Monday, July 13, 2015

China Retakes Top Oil-Buyer Spot From U.S. Amid Stockpiling

 
 
China regained its status from the U.S. as the world’s biggest crude oil importer as shipments surged to fill the Asian country’s strategic petroleum reserves.
 
Overseas purchases by China rose to 29.49 million metric tons in June, a 27 percent increase from May when shipments were the least since February 2014, according to preliminary data released by the Beijing-based General Administration of Customs on Monday. That’s equivalent to about 7.2 million barrels a day, Bloomberg calculations show. U.S. crude imports last month averaged 7.08 million barrels a day, according to data from the Energy Information Administration.
 
China’s crude imports rose as it began filling the second phase of emergency reserves in the eastern city of Qingdao that have a capacity of 3 million cubic meters (about 19 million barrels).
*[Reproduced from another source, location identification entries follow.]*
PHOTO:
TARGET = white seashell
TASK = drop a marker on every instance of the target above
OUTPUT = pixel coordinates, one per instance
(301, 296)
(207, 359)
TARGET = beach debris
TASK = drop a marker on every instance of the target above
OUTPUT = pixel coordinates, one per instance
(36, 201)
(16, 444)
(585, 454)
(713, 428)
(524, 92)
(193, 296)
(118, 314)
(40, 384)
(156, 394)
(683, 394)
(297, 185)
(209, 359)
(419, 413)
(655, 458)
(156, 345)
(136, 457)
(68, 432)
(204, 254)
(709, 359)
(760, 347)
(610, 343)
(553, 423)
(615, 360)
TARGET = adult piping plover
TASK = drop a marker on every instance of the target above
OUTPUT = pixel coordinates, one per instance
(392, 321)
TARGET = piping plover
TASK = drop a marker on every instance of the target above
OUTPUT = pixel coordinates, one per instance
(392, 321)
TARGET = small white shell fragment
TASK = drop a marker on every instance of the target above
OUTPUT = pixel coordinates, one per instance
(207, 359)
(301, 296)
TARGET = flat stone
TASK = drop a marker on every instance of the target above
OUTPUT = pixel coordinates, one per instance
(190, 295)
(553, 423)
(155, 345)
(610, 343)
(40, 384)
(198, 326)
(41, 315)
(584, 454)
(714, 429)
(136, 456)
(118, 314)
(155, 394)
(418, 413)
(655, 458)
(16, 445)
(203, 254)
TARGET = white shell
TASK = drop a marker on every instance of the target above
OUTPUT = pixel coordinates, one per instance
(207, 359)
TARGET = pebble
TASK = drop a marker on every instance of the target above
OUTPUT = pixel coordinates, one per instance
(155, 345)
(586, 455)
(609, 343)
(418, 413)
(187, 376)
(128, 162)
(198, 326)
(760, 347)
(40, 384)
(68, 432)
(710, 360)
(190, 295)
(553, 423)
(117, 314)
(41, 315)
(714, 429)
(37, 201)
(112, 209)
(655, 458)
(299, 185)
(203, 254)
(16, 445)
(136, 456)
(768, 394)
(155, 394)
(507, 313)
Oil imports may climb in the third quarter from the previous three months as another storage site in the southern Chinese city of Huizhou is scheduled to open, ICIS China, a Shanghai-based commodity researcher, said July 1.
“Filling of the strategic reserves in Qingdao definitely played a part in the increase,” Amy Sun, an analyst with ICIS China, said by phone from Guangzhou. “China will overtake the U.S as a permanent top crude importer in a year or two.”

Slower Imports

China’s crude imports in the first six months of the year grew by 7.5 percent, slower than the 10 percent pace in the same period of 2014, according to customs data. The country’s gross domestic product expanded by 6.8 percent in the second quarter, according to the median estimate of 39 economists surveyed by Bloomberg before official data released Wednesday. That compares with 7 percent in the first quarter.
 
“An important driver of strong crude imports has been filling for China’s Strategic Petroleum Reserve program,” Ivan Szpakowski, a Hong Kong-based analysts at Citigroup Inc., wrote in a report Monday. “The past nine months has seen the perfect storm of low oil prices with increased storage capacity.”
 
China overtook the U.S. as the largest crude importer in April for the first time this year. The country bought a record 7.4 million barrels a day from overseas that month, surpassing U.S. imports of about 7.3 million. Brent, used to price more than half the world’s oil, is little changed this year after tumbling almost 50 percent in 2014.
 
China may add 100,000 barrels a day of oil to strategic stockpiles this year and increase it to 200,000 barrels a day in 2016, PIRA Energy Group, a New York-based energy consultant, said in May. The government has filled four sites in the first phase with 91 million barrels of crude, the National Bureau of Statistics said on Nov. 20. The second phase, which includes the Qingdao and Huizhou sites, is designed to take in 168 million barrels, according to Gao Shixian, a deputy director at the National Development Reform and Commission’s energy research institute.
 
The nation’s crude processing is poised to climb 2.5 percent in the next three months from the previous quarter amid reduced refinery maintenance, ICIS China said on July 6.